Crandall and Ellig conclude, "Given the history of natural gas, telecommunications, airline, railroad, and trucking regulation, is it reasonable to expect that customer choice in electricity could generate consumer benefits? The experience of all these industries suggests that the answer is a resounding 'Yes.'"

Direct Estimates of the Benefits of Competitive Electric Power. The Department of Energy's Energy Information Administration has estimated that competition in the industry could lower electricity prices on average by as much as 6 percent to 13 percent within two years. A Clemson University study estimates that competition would lower electricity prices by at least 13 percent and perhaps as much as 26 percent.6 Figure I shows this implies:

  • A typical household would see its monthly electric bill fall $18, from $69 to $51.
  • The average monthly bill for a business would drop $109, from $415 to $306.
  • The average monthly bill for an industrial customer would drop $1,793, from $6,860 to $5,067.

When residential and business customers alike can buy their electricity from more than one source, experience with competition in other industries suggests that electricity prices will fall and service quality will improve. Also, the prices of other goods and services will fall as overhead costs from electricity decrease.7

"Under competition, a typical household would see its monthly electric bill fall $18."
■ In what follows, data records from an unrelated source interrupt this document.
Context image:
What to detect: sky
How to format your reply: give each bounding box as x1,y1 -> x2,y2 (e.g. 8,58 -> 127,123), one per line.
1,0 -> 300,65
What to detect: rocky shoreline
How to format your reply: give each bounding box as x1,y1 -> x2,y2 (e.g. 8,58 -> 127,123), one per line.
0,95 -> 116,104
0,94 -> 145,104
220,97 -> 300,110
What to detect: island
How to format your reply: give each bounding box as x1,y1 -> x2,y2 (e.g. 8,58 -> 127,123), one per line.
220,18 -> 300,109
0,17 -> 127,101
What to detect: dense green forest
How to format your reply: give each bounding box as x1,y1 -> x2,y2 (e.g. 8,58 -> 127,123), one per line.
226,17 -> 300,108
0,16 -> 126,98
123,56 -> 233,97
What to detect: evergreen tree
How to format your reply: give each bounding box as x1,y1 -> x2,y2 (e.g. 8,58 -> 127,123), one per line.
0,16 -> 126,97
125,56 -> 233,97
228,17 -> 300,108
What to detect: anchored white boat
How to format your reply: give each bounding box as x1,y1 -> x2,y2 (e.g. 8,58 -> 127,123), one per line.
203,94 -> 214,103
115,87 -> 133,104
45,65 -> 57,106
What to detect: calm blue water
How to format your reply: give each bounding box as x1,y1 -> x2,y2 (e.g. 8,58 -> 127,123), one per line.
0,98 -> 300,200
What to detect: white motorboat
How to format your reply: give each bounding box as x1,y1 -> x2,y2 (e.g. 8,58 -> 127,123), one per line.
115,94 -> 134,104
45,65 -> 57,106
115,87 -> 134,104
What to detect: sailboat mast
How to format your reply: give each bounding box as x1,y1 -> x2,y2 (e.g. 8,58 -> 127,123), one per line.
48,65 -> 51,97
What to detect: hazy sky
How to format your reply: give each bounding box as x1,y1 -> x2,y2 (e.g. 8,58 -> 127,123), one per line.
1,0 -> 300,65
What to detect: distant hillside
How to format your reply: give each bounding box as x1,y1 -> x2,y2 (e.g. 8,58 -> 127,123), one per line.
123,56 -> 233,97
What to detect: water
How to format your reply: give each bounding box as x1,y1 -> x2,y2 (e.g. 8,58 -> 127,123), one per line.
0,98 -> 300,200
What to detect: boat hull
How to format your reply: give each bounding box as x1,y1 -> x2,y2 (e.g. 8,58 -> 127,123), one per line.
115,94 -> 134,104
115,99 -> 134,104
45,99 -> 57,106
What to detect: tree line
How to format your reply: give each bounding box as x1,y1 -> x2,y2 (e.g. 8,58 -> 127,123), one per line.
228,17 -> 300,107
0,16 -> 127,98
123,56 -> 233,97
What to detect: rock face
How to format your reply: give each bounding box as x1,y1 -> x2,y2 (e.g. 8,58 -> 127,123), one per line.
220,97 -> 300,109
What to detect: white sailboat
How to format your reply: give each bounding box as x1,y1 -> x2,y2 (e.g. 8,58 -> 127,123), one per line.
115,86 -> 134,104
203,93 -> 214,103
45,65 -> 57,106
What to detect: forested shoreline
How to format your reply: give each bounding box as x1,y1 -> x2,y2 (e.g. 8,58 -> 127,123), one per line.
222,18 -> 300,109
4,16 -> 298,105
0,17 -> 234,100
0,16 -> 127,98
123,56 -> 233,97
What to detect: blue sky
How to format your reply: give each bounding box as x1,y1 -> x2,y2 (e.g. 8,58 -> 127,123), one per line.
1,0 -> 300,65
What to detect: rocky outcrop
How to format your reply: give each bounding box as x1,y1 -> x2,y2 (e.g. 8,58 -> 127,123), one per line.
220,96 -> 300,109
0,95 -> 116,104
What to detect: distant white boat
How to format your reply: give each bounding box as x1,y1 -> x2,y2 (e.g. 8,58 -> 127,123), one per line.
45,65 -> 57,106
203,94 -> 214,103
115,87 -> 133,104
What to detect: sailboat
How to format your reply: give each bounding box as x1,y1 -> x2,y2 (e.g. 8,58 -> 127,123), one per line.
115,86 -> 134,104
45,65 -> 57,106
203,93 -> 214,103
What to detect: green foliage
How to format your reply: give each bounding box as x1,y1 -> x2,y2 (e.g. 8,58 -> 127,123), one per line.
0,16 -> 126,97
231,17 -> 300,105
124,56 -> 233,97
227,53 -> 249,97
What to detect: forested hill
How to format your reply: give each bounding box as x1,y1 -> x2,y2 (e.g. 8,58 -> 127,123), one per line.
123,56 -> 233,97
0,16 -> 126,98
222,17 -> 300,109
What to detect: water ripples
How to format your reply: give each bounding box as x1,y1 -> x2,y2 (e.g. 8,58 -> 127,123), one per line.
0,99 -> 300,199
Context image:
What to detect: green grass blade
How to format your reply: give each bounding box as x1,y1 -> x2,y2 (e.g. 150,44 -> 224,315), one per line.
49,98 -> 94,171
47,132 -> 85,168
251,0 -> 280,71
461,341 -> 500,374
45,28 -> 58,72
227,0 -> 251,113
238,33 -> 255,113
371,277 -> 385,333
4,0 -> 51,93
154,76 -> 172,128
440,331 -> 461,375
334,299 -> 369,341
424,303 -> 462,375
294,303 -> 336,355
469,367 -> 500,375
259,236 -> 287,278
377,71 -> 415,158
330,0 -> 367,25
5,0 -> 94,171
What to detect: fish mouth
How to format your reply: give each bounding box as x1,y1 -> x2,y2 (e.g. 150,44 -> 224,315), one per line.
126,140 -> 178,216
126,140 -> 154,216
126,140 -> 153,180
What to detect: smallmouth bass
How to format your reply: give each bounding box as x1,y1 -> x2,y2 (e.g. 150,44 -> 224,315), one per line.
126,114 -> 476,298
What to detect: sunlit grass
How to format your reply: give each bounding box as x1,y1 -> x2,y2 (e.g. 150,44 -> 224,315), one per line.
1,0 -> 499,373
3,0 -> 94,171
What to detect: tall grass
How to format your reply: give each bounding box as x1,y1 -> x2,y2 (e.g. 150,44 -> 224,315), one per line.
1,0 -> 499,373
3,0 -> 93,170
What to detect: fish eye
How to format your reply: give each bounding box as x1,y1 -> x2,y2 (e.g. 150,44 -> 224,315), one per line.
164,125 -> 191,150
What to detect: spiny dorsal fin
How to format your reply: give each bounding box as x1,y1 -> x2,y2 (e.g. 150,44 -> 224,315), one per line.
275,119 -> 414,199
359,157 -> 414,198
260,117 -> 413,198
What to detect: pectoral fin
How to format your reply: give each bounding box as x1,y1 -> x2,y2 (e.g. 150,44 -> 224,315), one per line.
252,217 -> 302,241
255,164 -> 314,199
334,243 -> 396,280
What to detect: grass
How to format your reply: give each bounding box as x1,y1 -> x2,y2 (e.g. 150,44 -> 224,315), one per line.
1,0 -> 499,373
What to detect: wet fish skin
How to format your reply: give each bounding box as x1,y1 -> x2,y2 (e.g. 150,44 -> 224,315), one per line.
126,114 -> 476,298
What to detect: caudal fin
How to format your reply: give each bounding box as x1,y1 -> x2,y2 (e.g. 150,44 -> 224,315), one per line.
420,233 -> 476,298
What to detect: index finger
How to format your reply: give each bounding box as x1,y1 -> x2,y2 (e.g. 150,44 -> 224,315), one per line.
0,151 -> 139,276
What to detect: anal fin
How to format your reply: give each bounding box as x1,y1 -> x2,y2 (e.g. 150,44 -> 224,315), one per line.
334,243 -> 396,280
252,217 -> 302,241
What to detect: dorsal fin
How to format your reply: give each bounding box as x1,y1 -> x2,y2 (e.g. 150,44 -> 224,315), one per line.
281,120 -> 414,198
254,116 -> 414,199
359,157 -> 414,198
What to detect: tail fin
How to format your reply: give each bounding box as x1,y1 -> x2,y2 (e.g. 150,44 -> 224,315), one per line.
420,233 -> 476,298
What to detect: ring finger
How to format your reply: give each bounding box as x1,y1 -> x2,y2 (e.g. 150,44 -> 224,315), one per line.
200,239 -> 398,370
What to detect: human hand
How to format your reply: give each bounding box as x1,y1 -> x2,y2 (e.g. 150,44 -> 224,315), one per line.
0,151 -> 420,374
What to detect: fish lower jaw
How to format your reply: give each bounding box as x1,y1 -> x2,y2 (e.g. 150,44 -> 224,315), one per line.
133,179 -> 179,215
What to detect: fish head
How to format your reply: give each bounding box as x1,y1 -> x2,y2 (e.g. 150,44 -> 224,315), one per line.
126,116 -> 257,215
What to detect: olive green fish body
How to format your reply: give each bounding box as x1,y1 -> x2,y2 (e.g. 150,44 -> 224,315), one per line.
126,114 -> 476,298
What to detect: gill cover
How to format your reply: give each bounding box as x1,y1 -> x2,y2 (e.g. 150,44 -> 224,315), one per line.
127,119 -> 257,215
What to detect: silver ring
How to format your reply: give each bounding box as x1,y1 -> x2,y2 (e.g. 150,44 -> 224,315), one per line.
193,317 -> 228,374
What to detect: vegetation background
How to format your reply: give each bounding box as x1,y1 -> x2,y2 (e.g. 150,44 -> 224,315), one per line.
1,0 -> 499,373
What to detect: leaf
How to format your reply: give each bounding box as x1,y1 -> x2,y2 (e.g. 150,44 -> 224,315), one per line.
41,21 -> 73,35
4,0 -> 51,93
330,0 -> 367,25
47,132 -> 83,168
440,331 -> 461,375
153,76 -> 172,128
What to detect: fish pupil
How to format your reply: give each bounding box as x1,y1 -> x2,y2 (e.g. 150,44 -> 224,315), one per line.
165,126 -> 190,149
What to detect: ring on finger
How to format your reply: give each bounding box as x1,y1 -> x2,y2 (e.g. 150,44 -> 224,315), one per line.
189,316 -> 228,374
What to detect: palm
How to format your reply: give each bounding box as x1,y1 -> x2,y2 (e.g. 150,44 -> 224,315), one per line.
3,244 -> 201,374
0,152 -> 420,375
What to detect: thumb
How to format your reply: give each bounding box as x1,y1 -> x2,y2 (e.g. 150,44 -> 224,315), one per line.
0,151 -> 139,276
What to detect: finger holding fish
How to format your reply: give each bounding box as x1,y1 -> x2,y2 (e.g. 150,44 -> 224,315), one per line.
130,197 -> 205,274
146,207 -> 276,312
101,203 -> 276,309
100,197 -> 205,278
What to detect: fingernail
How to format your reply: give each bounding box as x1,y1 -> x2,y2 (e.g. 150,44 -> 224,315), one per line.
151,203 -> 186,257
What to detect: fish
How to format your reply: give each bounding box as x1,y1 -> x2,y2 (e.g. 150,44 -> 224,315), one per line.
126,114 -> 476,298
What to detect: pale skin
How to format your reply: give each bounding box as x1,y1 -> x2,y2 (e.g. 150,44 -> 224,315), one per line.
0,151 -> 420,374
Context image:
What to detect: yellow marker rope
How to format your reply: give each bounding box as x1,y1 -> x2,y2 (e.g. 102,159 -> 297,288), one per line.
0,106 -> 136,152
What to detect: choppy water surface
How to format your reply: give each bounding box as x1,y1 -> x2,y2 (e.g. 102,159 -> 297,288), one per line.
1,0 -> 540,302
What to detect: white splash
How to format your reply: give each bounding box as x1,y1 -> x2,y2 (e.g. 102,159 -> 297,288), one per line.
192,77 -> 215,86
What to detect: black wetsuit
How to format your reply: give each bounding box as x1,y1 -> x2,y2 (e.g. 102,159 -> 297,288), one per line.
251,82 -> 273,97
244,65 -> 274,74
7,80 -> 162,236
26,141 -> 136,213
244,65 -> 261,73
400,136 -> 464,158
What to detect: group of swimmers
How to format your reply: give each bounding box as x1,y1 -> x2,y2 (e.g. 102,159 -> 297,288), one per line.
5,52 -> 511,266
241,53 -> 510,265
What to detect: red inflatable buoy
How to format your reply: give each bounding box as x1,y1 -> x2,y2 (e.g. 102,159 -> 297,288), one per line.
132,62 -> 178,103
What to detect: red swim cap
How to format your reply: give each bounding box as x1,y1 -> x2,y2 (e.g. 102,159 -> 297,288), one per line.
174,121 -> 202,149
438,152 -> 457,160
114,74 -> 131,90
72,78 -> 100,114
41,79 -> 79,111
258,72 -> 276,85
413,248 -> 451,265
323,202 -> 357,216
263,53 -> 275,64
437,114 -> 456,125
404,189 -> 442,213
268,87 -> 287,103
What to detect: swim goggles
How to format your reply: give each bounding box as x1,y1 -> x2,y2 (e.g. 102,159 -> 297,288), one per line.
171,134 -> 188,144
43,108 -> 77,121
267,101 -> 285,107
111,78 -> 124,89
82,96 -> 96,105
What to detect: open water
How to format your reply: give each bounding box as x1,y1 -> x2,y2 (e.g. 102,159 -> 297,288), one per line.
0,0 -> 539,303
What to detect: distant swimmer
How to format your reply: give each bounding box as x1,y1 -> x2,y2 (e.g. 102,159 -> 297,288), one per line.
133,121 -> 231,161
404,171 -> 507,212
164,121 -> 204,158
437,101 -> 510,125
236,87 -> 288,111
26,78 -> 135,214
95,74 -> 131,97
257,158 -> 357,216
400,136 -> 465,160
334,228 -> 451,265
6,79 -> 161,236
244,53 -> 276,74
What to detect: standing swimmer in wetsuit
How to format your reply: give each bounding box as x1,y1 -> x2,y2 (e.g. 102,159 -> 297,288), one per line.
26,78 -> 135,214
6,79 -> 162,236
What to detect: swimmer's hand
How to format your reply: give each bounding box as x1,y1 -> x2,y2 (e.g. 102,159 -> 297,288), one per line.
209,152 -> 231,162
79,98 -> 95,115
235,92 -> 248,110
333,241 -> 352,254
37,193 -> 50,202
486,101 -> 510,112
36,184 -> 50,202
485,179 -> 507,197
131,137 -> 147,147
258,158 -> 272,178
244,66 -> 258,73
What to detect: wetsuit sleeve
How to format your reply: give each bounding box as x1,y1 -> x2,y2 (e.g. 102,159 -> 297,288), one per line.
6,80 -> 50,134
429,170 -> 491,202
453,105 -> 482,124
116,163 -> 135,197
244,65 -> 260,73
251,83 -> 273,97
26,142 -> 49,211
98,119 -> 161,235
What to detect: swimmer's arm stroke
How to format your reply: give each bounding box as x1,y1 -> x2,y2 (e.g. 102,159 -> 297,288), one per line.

Additional retail price reductions will become possible because of rapid technological improvements that have cut the potential cost of electricity production in half. Today, gas-fired combined cycle plants can generate electricity for baseload operations (where the turbines run continuously) at around 3 cents per kwh. Natural gas microturbines can produce from 500 watts to several hundred kilowatts for as little as 4.5 cents per kwh when the generated steam is also utilized. Moderate usage without cogeneration doubles the nominal cost to about 9 cents.8

By comparison, electricity can be generated by state-of-the-art scrubbed-coal plants for around 4.5 cents per kwh, by combined cycle plants run on liquefied natural gas for around 5 cents per kwh and by advanced light-water nuclear reactors for about 7.5 cents per kwh.9 [See the sidebar on Gas Turbine Technology.]